Puspomad: Perwira Marinir AL Pelaku Pembunuhan Babinsa TNI AD

Puspomad juga tidak menampik adanya temuan barang bukti lain di TKP. Di antaranya satu proyektil peluru jenis pistol. Untuk barang bukti terakhir, pihak Puspomad masih mengembangkan penyelidikan berkait kepemilikan senjata api dari proyektil tersebut.

"Ini yang sedang ditindak lanjuti tentang masalah barang bukti, akan dikembangkan saksi berupa senjata dan pistol dan barang bukti ada proyektil pistol," kata Kemas.

Puspomad mengungkap identitas pelaku penusukan Serda Saputra. Salah satu pelaku penusukan adalah oknum TNI Angkatan Laut, sedangkan sisanya warga sipil.

Dirbindik Puspomad Kolonel CPM Kemas A Yani bersama Kadispenad Brigjen TNI Nefra Firdaus saat jumpa pers di Mabesad, Jakarta, Kamis (25/6/2020). Foto: MP/Kanu
Dirbindik Puspomad Kolonel CPM Kemas A Yani bersama Kadispenad Brigjen TNI Nefra Firdaus saat jumpa pers di Mabesad, Jakarta, Kamis (25/6/2020).
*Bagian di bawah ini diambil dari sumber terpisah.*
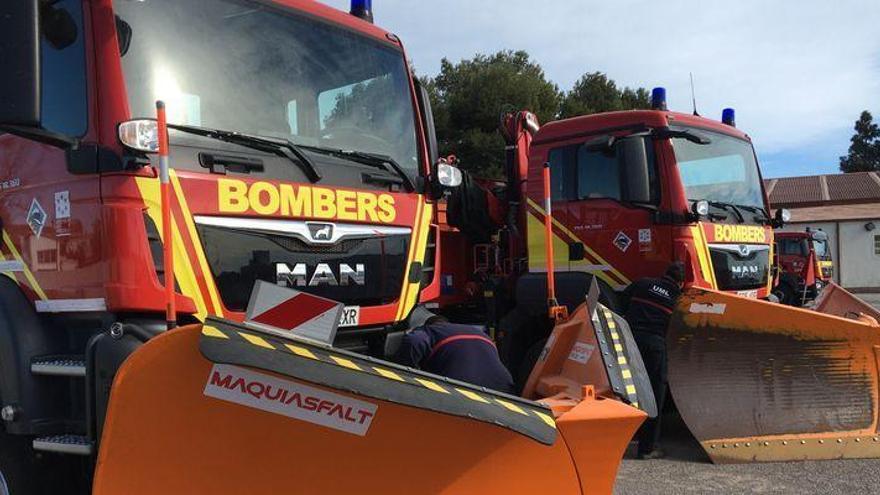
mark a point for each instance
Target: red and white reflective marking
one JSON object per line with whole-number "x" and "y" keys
{"x": 294, "y": 311}
{"x": 288, "y": 398}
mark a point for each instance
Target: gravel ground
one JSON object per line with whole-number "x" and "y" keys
{"x": 687, "y": 470}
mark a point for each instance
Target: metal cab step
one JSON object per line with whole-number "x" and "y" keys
{"x": 64, "y": 444}
{"x": 73, "y": 366}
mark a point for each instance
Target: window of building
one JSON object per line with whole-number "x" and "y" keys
{"x": 64, "y": 100}
{"x": 578, "y": 173}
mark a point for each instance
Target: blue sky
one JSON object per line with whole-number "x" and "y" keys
{"x": 798, "y": 73}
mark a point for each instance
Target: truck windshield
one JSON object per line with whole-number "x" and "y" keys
{"x": 821, "y": 248}
{"x": 243, "y": 66}
{"x": 723, "y": 171}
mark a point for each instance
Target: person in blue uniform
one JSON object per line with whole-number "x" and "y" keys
{"x": 651, "y": 303}
{"x": 460, "y": 352}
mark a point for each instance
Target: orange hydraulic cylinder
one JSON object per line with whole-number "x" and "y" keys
{"x": 548, "y": 238}
{"x": 167, "y": 231}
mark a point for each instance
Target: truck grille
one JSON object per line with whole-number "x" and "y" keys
{"x": 740, "y": 267}
{"x": 238, "y": 258}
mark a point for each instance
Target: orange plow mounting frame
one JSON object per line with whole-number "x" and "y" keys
{"x": 835, "y": 300}
{"x": 757, "y": 381}
{"x": 179, "y": 422}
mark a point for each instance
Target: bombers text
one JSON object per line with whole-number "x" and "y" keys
{"x": 288, "y": 200}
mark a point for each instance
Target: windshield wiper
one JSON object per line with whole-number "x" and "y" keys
{"x": 284, "y": 147}
{"x": 384, "y": 162}
{"x": 683, "y": 134}
{"x": 731, "y": 208}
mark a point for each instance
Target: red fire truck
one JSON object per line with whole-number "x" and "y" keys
{"x": 631, "y": 192}
{"x": 303, "y": 152}
{"x": 805, "y": 266}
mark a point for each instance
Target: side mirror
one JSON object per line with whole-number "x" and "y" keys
{"x": 633, "y": 158}
{"x": 782, "y": 217}
{"x": 20, "y": 53}
{"x": 448, "y": 176}
{"x": 700, "y": 209}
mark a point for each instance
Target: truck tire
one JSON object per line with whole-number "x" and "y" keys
{"x": 786, "y": 294}
{"x": 519, "y": 332}
{"x": 524, "y": 370}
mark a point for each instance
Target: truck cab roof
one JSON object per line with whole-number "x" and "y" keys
{"x": 623, "y": 120}
{"x": 339, "y": 17}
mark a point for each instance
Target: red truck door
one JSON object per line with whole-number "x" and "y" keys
{"x": 592, "y": 205}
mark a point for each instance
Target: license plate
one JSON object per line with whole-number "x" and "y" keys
{"x": 350, "y": 317}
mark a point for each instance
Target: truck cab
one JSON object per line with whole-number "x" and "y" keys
{"x": 805, "y": 265}
{"x": 302, "y": 153}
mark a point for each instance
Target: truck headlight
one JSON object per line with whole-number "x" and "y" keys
{"x": 141, "y": 135}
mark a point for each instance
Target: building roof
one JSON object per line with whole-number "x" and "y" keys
{"x": 825, "y": 190}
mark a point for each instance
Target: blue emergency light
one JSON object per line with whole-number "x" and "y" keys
{"x": 362, "y": 9}
{"x": 658, "y": 99}
{"x": 728, "y": 116}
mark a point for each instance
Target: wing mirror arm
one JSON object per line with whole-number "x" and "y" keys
{"x": 782, "y": 217}
{"x": 445, "y": 176}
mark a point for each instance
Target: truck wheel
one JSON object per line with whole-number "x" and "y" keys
{"x": 524, "y": 370}
{"x": 519, "y": 332}
{"x": 786, "y": 294}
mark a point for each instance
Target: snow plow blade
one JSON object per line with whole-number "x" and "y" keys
{"x": 756, "y": 381}
{"x": 225, "y": 409}
{"x": 835, "y": 300}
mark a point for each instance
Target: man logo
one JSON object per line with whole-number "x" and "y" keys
{"x": 321, "y": 232}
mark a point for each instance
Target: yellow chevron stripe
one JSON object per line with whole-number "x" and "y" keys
{"x": 431, "y": 385}
{"x": 401, "y": 302}
{"x": 183, "y": 272}
{"x": 389, "y": 374}
{"x": 27, "y": 271}
{"x": 510, "y": 406}
{"x": 213, "y": 332}
{"x": 8, "y": 274}
{"x": 346, "y": 363}
{"x": 424, "y": 229}
{"x": 701, "y": 246}
{"x": 574, "y": 237}
{"x": 471, "y": 395}
{"x": 301, "y": 351}
{"x": 197, "y": 246}
{"x": 545, "y": 418}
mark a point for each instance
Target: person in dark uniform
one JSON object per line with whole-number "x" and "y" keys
{"x": 461, "y": 352}
{"x": 651, "y": 303}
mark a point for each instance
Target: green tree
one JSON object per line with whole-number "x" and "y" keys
{"x": 864, "y": 150}
{"x": 594, "y": 92}
{"x": 469, "y": 97}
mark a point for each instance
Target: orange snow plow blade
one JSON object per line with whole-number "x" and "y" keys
{"x": 757, "y": 381}
{"x": 225, "y": 409}
{"x": 835, "y": 300}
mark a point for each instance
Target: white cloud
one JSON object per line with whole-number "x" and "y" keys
{"x": 796, "y": 71}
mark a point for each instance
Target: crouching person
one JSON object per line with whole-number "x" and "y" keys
{"x": 460, "y": 352}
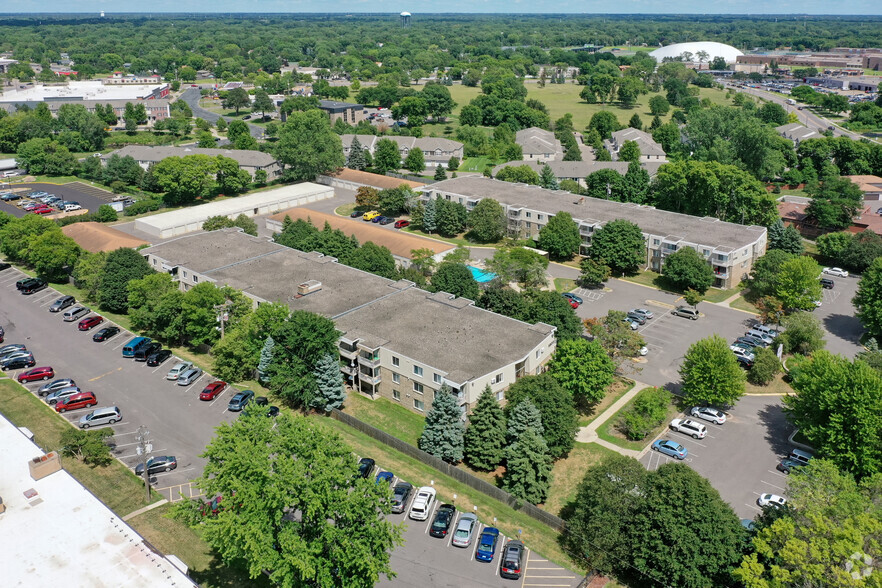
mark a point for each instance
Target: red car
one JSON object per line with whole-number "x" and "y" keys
{"x": 90, "y": 322}
{"x": 34, "y": 374}
{"x": 212, "y": 390}
{"x": 75, "y": 401}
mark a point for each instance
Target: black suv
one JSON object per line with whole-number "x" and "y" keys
{"x": 443, "y": 519}
{"x": 30, "y": 285}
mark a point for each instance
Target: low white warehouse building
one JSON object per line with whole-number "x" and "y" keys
{"x": 187, "y": 220}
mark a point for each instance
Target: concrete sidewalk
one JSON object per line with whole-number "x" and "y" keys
{"x": 589, "y": 434}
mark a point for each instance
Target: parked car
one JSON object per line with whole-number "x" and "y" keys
{"x": 400, "y": 495}
{"x": 18, "y": 363}
{"x": 105, "y": 334}
{"x": 787, "y": 464}
{"x": 647, "y": 314}
{"x": 487, "y": 544}
{"x": 212, "y": 391}
{"x": 670, "y": 448}
{"x": 56, "y": 385}
{"x": 572, "y": 296}
{"x": 365, "y": 467}
{"x": 61, "y": 394}
{"x": 636, "y": 317}
{"x": 465, "y": 530}
{"x": 689, "y": 427}
{"x": 75, "y": 401}
{"x": 685, "y": 312}
{"x": 422, "y": 503}
{"x": 62, "y": 303}
{"x": 101, "y": 416}
{"x": 512, "y": 560}
{"x": 240, "y": 400}
{"x": 189, "y": 376}
{"x": 90, "y": 322}
{"x": 160, "y": 463}
{"x": 771, "y": 501}
{"x": 709, "y": 414}
{"x": 835, "y": 271}
{"x": 157, "y": 358}
{"x": 178, "y": 369}
{"x": 443, "y": 519}
{"x": 35, "y": 374}
{"x": 75, "y": 313}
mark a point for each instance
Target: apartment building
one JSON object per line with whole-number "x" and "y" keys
{"x": 397, "y": 341}
{"x": 731, "y": 249}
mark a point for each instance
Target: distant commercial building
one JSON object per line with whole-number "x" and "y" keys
{"x": 729, "y": 248}
{"x": 248, "y": 159}
{"x": 539, "y": 145}
{"x": 397, "y": 341}
{"x": 436, "y": 150}
{"x": 187, "y": 220}
{"x": 351, "y": 114}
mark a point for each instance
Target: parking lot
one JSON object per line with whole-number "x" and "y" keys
{"x": 182, "y": 425}
{"x": 90, "y": 201}
{"x": 179, "y": 423}
{"x": 424, "y": 560}
{"x": 739, "y": 456}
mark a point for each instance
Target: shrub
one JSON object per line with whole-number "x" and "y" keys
{"x": 648, "y": 410}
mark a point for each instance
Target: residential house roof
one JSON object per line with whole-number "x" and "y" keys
{"x": 698, "y": 230}
{"x": 399, "y": 243}
{"x": 243, "y": 157}
{"x": 95, "y": 237}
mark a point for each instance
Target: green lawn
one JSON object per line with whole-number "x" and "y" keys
{"x": 537, "y": 536}
{"x": 608, "y": 432}
{"x": 115, "y": 485}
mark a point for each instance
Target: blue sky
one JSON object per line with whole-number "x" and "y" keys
{"x": 843, "y": 7}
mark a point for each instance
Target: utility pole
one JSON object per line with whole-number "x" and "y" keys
{"x": 145, "y": 447}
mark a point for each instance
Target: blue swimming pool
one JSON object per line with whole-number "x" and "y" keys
{"x": 480, "y": 275}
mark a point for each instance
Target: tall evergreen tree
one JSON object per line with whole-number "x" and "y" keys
{"x": 443, "y": 433}
{"x": 485, "y": 436}
{"x": 266, "y": 354}
{"x": 430, "y": 219}
{"x": 524, "y": 416}
{"x": 329, "y": 380}
{"x": 356, "y": 155}
{"x": 528, "y": 468}
{"x": 547, "y": 179}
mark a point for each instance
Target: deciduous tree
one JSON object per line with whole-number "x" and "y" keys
{"x": 443, "y": 434}
{"x": 710, "y": 373}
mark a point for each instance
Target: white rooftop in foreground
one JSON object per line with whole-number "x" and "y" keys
{"x": 86, "y": 90}
{"x": 63, "y": 535}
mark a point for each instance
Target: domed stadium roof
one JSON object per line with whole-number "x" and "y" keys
{"x": 713, "y": 49}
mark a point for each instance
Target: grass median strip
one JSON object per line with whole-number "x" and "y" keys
{"x": 114, "y": 485}
{"x": 538, "y": 537}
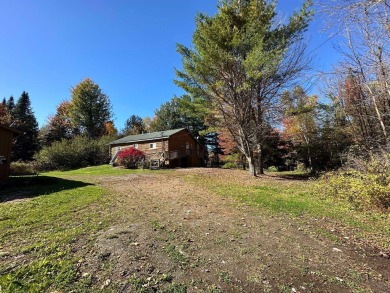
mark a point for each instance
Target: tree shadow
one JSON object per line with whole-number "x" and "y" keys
{"x": 291, "y": 176}
{"x": 23, "y": 187}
Foto: MP/Kanu

"Pertama Letda Mar RW, sudah ditahan di Puspomal Kelapa Gading, Jakarta Utara dan proses sesuai ketentuan hukum yang berlaku di lingkungan TNI. Kedua, diduga pelaku warga sipil," kata Kemas.

Dandim 0503 JB Kol (Kav) Valian Wicaksono mengatakan, saat itu Serda Saputra salah satu petugas pengamanan bagi para pekerja yang menjalani isolasi mandiri di hotel.

"Kejadian tadi malam. Dia kan ikut (pengamanan) karantina mandiri pekerja migran yang dari luar diisolasi karantina mandiri di salah satu hotel," kata Valian

Valian mengatakan, saat berjaga, Serda Saputra mendengar ada keributan di hotel. Korban kemudian menghampiri lokasi. Bermakud ingin mengurai keributan, Serda Saputra justru ditusuk oleh seseorang yang tidak dikenal.

"Saat keriburan dia datang kesitu kan ikut pengamanan. Tertusuk bukan tertembak," kata Valian.

Baca Juga

Babinsa Tewas Ditusuk Orang Ngaku "Aparat" Gegara Karantina COVID-19

Setelah kejadian, petugas keamanan lain yang ada di lokasi berusaha membawa Serda Saputra ke rumah sakit terdekat untuk mendapat pertolongan medis. Namun, Serda Saputra gugur.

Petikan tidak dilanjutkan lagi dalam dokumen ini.